Socialist Worker

Bank workers in Cyprus face the loss of half their pensions

Bank worker Dinos Frangoudis, who is about to go on strike, spoke to Dave Sewell about how the crisis has brought attacks on ordinary people

Issue No. 2347

More than 5,000 bank workers in southern Cyprus were set to strike on Thursday of this week, and lead a mass protest outside parliament while it decides the future of their pensions.

Cyprus’ two biggest banks are being restructured into one as part of a eurozone bailout deal.

Large deposits—including workers’ pension funds—will be subjected to a “haircut” of between 37.5 percent and 60 percent.

“No-one knows what’s going to happen to them,” Dinos Frangoudis, a worker at the Bank of Cyprus, told Socialist Worker.

“They want to downsize the bank substantially, so we’ll be facing layoffs and wage cuts. And pensions are a huge concern, we could end up retiring with less than half of what we paid in.

“These are the ordinary bank workers who are going to suffer.”

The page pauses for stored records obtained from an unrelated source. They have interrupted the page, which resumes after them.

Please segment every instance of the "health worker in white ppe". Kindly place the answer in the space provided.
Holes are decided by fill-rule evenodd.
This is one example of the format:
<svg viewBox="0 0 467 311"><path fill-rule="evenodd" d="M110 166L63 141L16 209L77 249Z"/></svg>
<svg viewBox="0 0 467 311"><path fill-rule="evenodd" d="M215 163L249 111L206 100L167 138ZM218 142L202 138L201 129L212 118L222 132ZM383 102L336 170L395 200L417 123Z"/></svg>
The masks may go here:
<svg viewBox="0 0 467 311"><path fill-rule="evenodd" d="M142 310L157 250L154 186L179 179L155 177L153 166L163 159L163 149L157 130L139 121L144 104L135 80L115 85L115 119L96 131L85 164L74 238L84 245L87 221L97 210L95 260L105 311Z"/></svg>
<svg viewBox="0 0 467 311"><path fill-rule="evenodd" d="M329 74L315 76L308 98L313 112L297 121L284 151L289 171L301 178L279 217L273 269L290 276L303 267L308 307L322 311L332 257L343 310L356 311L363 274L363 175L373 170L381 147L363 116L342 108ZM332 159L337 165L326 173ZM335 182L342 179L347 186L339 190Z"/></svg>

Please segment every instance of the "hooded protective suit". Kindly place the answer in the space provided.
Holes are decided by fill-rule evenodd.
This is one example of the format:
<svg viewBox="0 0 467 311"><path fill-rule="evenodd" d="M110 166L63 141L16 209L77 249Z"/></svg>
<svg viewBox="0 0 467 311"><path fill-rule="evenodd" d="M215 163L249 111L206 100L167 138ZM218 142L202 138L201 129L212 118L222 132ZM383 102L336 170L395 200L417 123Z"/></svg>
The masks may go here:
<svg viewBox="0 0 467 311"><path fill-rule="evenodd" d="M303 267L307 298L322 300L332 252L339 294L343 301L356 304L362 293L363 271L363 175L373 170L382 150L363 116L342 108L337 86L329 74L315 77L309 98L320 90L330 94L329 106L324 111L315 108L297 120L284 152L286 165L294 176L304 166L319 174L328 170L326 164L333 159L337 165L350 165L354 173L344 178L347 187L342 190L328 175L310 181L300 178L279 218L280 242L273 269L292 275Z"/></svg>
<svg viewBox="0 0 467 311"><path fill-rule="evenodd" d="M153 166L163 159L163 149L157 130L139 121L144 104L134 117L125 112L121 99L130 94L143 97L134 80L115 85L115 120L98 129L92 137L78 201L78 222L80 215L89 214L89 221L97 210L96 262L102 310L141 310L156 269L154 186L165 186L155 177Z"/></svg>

The bailout deal also calls for major privatisations. And the bank restructuring is taking its toll across Southern Cyprus.

“Bankruptcies have already started as finance goes out of the market,” said Dinos. “We expect to see the unemployment rate at least double before the end of the year, and many of us fear it could be much worse.”

Southern Cyprus is the fifth eurozone country to get a bailout after Ireland, Greece, Portugal and Spain—and many analysts think Slovenia could soon be the sixth.

It’s another tiny country, with a population of 2 million, and its economy is in recession. Its banks are crisis over debt and face restructuring.

And its borrowing costs shot up last week in response to the Cyprus crisis.

Slovenia’s government believes it can ride the crisis out. But the collapse of Cyprus banks has come as a sharp warning for governments across Europe that the euro is still very much in the danger zone.

“Workers in Cyprus will fight,” said Dinos. “The bank workers’ union has called a strike on Thursday. While parliament votes on whether our pension funds are to be saved and on what terms, we’ll have 7 or 8,000 people outside protesting.

“But our future depends on the prospects of workers across Europe. We need to link our struggle with workers in Greece, Spain and Portugal—and even Germany and Britain.

“We’re making an appeal of solidarity to the workers of Europe, to join forces and fight back.”